Flappy Bird hack using Deep Reinforcement Learning (Deep Q-learning).

Overview

Using Deep Q-Network to Learn How To Play Flappy Bird

7 mins version: DQN for flappy bird

Overview

This project follows the description of the Deep Q Learning algorithm described in Playing Atari with Deep Reinforcement Learning [2] and shows that this learning algorithm can be further generalized to the notorious Flappy Bird.

Installation Dependencies:

  • Python 2.7 or 3
  • TensorFlow 0.7
  • pygame
  • OpenCV-Python

How to Run?

git clone https://github.com/yenchenlin1994/DeepLearningFlappyBird.git
cd DeepLearningFlappyBird
python deep_q_network.py

What is Deep Q-Network?

It is a convolutional neural network, trained with a variant of Q-learning, whose input is raw pixels and whose output is a value function estimating future rewards.

For those who are interested in deep reinforcement learning, I highly recommend to read the following post:

Demystifying Deep Reinforcement Learning

Deep Q-Network Algorithm

The pseudo-code for the Deep Q Learning algorithm, as given in [1], can be found below:

Initialize replay memory D to size N
Initialize action-value function Q with random weights
for episode = 1, M do
    Initialize state s_1
    for t = 1, T do
        With probability ϵ select random action a_t
        otherwise select a_t=max_a  Q(s_t,a; θ_i)
        Execute action a_t in emulator and observe r_t and s_(t+1)
        Store transition (s_t,a_t,r_t,s_(t+1)) in D
        Sample a minibatch of transitions (s_j,a_j,r_j,s_(j+1)) from D
        Set y_j:=
            r_j for terminal s_(j+1)
            r_j+γ*max_(a^' )  Q(s_(j+1),a'; θ_i) for non-terminal s_(j+1)
        Perform a gradient step on (y_j-Q(s_j,a_j; θ_i))^2 with respect to θ
    end for
end for

Experiments

Environment

Since deep Q-network is trained on the raw pixel values observed from the game screen at each time step, [3] finds that remove the background appeared in the original game can make it converge faster.
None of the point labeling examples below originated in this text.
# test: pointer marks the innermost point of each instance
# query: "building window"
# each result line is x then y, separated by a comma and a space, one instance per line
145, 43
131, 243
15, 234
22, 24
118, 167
This process can be visualized as the following figure:

Network Architecture

According to [1], I first preprocessed the game screens with following steps:

  1. Convert image to grayscale
  2. Resize image to 80x80
  3. Stack last 4 frames to produce an 80x80x4 input array for network

The architecture of the network is shown in the figure below. The first layer convolves the input image with an 8x8x4x32 kernel at a stride size of 4. The output is then put through a 2x2 max pooling layer. The second layer convolves with a 4x4x32x64 kernel at a stride of 2. We then max pool again. The third layer convolves with a 3x3x64x64 kernel at a stride of 1. We then max pool one more time. The last hidden layer consists of 256 fully connected ReLU nodes.
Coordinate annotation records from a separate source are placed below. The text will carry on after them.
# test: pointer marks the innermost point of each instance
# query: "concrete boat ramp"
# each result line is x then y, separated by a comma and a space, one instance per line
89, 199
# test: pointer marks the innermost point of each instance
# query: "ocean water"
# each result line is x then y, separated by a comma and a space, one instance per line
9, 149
The final output layer has the same dimensionality as the number of valid actions which can be performed in the game, where the 0th index always corresponds to doing nothing. The values at this output layer represent the Q function given the input state for each valid action. At each time step, the network performs whichever action corresponds to the highest Q value using a ϵ greedy policy.

Training

At first, I initialize all weight matrices randomly using a normal distribution with a standard deviation of 0.01, then set the replay memory with a max size of 500,00 experiences.

I start training by choosing actions uniformly at random for the first 10,000 time steps, without updating the network weights. This allows the system to populate the replay memory before training begins.

Note that unlike [1], which initialize ϵ = 1, I linearly anneal ϵ from 0.1 to 0.0001 over the course of the next 3000,000 frames. The reason why I set it this way is that agent can choose an action every 0.03s (FPS=30) in our game, high ϵ will make it flap too much and thus keeps itself at the top of the game screen and finally bump the pipe in a clumsy way. This condition will make Q function converge relatively slow since it only start to look other conditions when ϵ is low. However, in other games, initialize ϵ to 1 is more reasonable.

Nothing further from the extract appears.